With data becoming increasingly central to business strategies, data quality management has never been more important. So it is a little disheartening to see that just 40 percent of companies surveyed by 451 Research were very confident in their organization's data quality or its data quality management practices.
In fact the research, sponsored by Blazent, found a complete lack of data quality management practices for a surprising 8.5 percent of respondents.
IT departments are primarily accountable for data quality at most of the surveyed companies, the research revealed. Cross-functional teams and other employees are largely not held responsible. This creates a big barrier to data quality, said Dan Ortega, Blazent's VP of marketing.
The Data Quality Divide
IT organizations and business teams need to work together on data quality initiatives, Ortega said, although this can be tough because of the traditional divide between IT and the business.
"Historically the two areas do not communicate well. I've been in IT since the early '80s, and I've never seen IT with a seat at the table at the planning sessions companies have at the beginning of the year," he said. "The only time most users deal with IT is when something breaks; they do not see IT as proactive and enabling. People do not think to look at IT and ask 'how can you help us use our customer information to launch more effective advertising programs? How can we improve our customer satisfaction levels?'"
In addition, he said, IT typically does not take a strategic view of data.
Data entry by employees was the top reason for poor data quality, cited by 57.5 percent of respondents, followed by data migration or conversion projects, mentioned by 47 percent, and mixed entries by multiple users (44 percent).
(It may be worth noting that 37 percent of respondents were in IT operations, vs. just 21 percent in business operations.)
Writing for Enterprise Apps Today, Jon Green, director of Product Management for BackOffice Associates, a provider of data management solutions, offered several suggestions for making business users more accountable for data quality, including developing a set of central data quality scorecards and asking people to review and drill down to their specific areas of responsibility, seeing if there is data assigned to them that requires cleansing or resolution.
Because business users are not too concerned about data quality when capturing data or entering it into systems, IT often ends up employing multiple data cleansing techniques, many of them manual in nature, according to the research. Nearly 45 percent of respondents said they found data errors by using reports and then taking subsequent actions to correct data.
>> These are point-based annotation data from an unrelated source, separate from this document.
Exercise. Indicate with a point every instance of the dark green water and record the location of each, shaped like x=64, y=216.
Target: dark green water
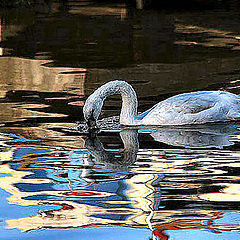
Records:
x=147, y=183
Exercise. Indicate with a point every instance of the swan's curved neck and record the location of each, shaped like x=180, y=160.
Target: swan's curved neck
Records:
x=128, y=114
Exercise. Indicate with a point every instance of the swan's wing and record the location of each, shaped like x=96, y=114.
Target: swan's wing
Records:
x=186, y=103
x=190, y=108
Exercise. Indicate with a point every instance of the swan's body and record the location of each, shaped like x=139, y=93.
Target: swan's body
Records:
x=183, y=109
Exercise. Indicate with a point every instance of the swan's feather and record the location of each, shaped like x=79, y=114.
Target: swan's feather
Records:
x=195, y=108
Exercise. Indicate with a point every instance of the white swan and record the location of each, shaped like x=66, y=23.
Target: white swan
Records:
x=183, y=109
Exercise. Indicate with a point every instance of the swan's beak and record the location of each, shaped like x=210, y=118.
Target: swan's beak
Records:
x=91, y=122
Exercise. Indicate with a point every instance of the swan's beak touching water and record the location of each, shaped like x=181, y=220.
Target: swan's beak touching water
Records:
x=91, y=122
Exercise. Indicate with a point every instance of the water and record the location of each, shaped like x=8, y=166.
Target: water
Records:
x=57, y=182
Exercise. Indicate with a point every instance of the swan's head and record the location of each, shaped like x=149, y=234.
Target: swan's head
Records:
x=92, y=109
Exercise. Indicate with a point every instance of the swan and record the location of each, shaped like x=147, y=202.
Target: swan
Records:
x=184, y=109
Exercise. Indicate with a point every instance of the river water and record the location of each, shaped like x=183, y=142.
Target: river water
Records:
x=57, y=182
Automated Data Quality Management
While use of automated data quality management methods is increasing, Ortega said, automation is happening more quickly with structured data than with unstructured data.
"Companies do not have a way to contextualize what is going on so they can end up with wildly inconsistent information on the same data point," he said. "Machine learning tools are not set up to handle unstructured data very well. Semantic processing tools can do it, but we are in the very early stages with those."
Most data quality management tools are geared toward technical users, although that is beginning to change, Ortega said.
"The holy grail is a business-level tool that has tight integration to the back end so that IT and the business are looking at the same data and there is more data consistency," he said. "Our whole premise is to get data consistent and contextualized so at least everyone is looking at the same thing."
The majority of respondents appear to be in the early stages of data quality management. Some 31 percent are implementing a data quality management plan, while another 33 percent are developing a plan. Twenty-four percent report that their current plan is working, while 6.5 percent said they need a new plan because the one they implemented is not working well.
Looking ahead, the research found strong interest in machine learning. About 40 percent of respondents want a machine learning program within 12 months. Twenty-two percent already have a program, and 14.5 percent would like to implement machine learning within 24 months. The two top uses for machine learning, each mentioned by about 67 percent of respondents, are predictive analytics and recommendation systems.
Machine learning currently works well for specific tasks, Ortega said, though organizations will face challenges as they broaden its usage. As with many data-oriented initiatives, data integration will likely be one of those challenges.
"Right now companies are building an algorithm that does a specific process," he said. "But how can you connect all of the different algorithms? To be really effective, all of the machine pieces need to be exchanging information with each other. The minute you open up the information silos, that is when things will really take off."